Ukraine's parliament has declared last Sunday's presidential run-off election in the former Soviet republic invalid.
Lawmakers approved a resolution declaring that the run-off was subject to many irregularities and failed to reflect the intention of voters. They also expressed no confidence in the country's central election commission, which had declared pro-Russian Prime Minister Victor Yanukovych the victor
Tens of thousands of demonstrators backing western-leaning challenger Viktor Yushchenko have massively protested in Kiev and other cities against the decision.
The parliamentary decisions are not legally binding but give added weight to Monday's Supreme Court consideration of reports by the opposition and international monitors of widespread election fraud.
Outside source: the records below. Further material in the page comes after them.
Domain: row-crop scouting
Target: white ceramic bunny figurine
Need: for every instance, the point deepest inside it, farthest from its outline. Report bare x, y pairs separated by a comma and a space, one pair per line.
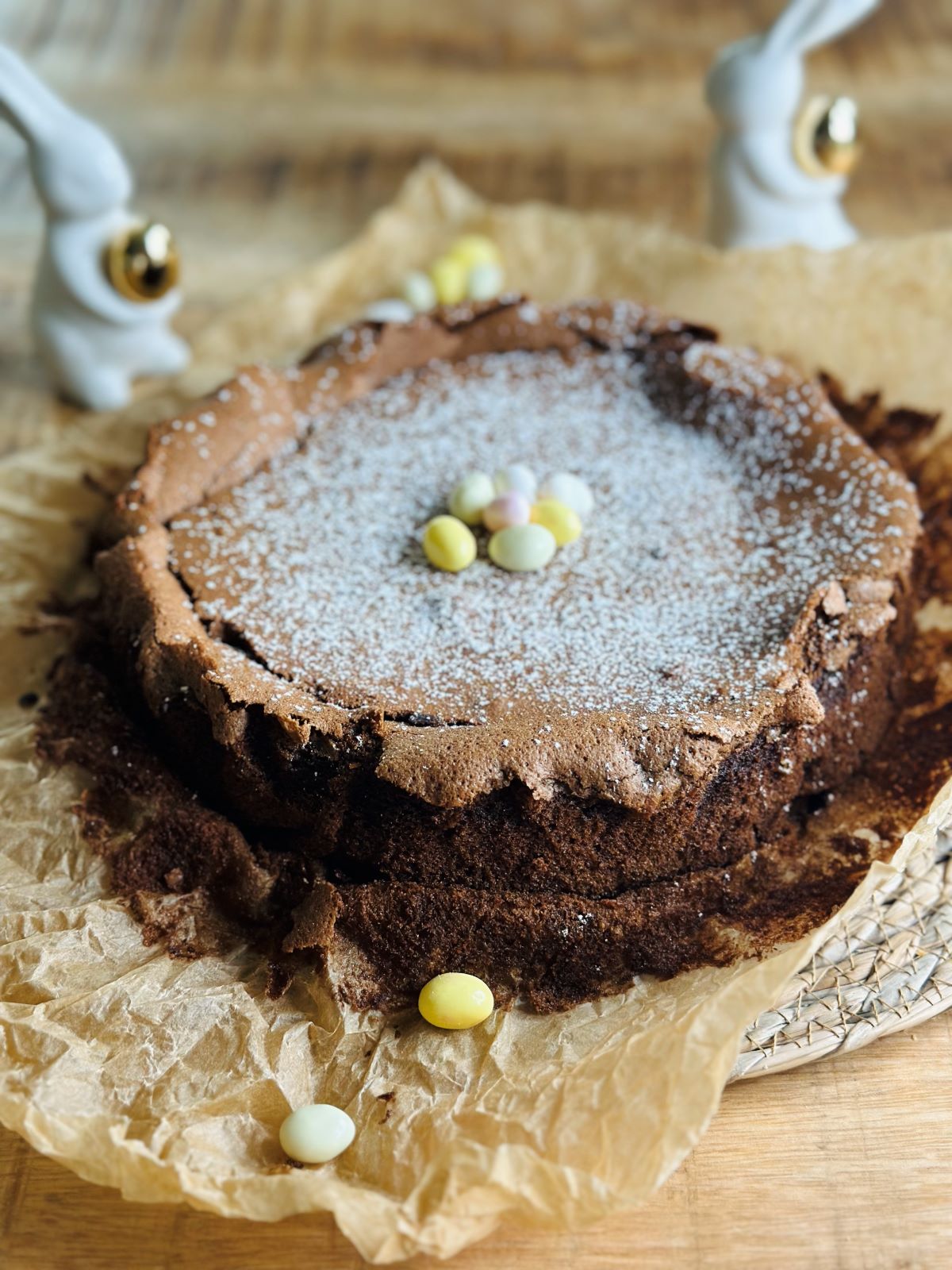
93, 341
761, 194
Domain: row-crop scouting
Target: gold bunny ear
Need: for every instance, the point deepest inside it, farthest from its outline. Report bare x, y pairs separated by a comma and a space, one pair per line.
827, 137
143, 262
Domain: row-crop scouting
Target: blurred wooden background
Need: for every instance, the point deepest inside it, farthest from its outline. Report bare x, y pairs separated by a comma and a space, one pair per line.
266, 131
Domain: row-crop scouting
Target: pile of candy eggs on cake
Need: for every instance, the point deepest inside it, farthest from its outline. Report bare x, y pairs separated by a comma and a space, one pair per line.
470, 270
526, 522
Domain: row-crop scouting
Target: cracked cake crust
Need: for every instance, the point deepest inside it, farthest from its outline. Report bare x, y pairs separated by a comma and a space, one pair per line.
524, 793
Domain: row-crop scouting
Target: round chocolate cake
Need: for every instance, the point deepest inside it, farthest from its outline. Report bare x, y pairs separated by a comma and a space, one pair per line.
549, 779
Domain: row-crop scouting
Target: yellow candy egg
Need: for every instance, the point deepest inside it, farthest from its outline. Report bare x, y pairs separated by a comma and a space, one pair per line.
456, 1001
562, 521
448, 544
473, 249
450, 277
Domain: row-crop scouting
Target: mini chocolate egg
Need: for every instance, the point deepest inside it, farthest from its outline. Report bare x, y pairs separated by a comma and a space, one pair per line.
448, 277
143, 262
418, 291
486, 281
456, 1001
569, 489
448, 544
471, 497
522, 548
562, 521
516, 476
317, 1133
505, 510
473, 249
Mr. Yushchenko late Friday called for fresh elections on December 12.
Meanwhile, a multilateral committee tasked with resolving the political stalemate and made up of representatives of both sides is scheduled to meet today.
President Bush says he hopes the Ukrainian election dispute is resolved in a way that, in his words, "brings credit to the Ukrainian government."
Mr. Bush said Friday allegations of vote fraud in Ukraine must be investigated, and the international community is watching the situation very carefully.
Earlier, a U.S. State Department official said Washington is supporting efforts by Poland and the rest of the European Union to mediate the dispute.
Russian Foreign Minister Sergei Lavrov sharply criticized what he called attempts by Western countries to influence the outcome of the election. He said Ukrainians alone should decide their country's future.
Western nations have rejected official results declaring Kremlin-backed Prime Minister Viktor Yanukovych the winner of Sunday's election. They say the election fell far short of international democratic standards.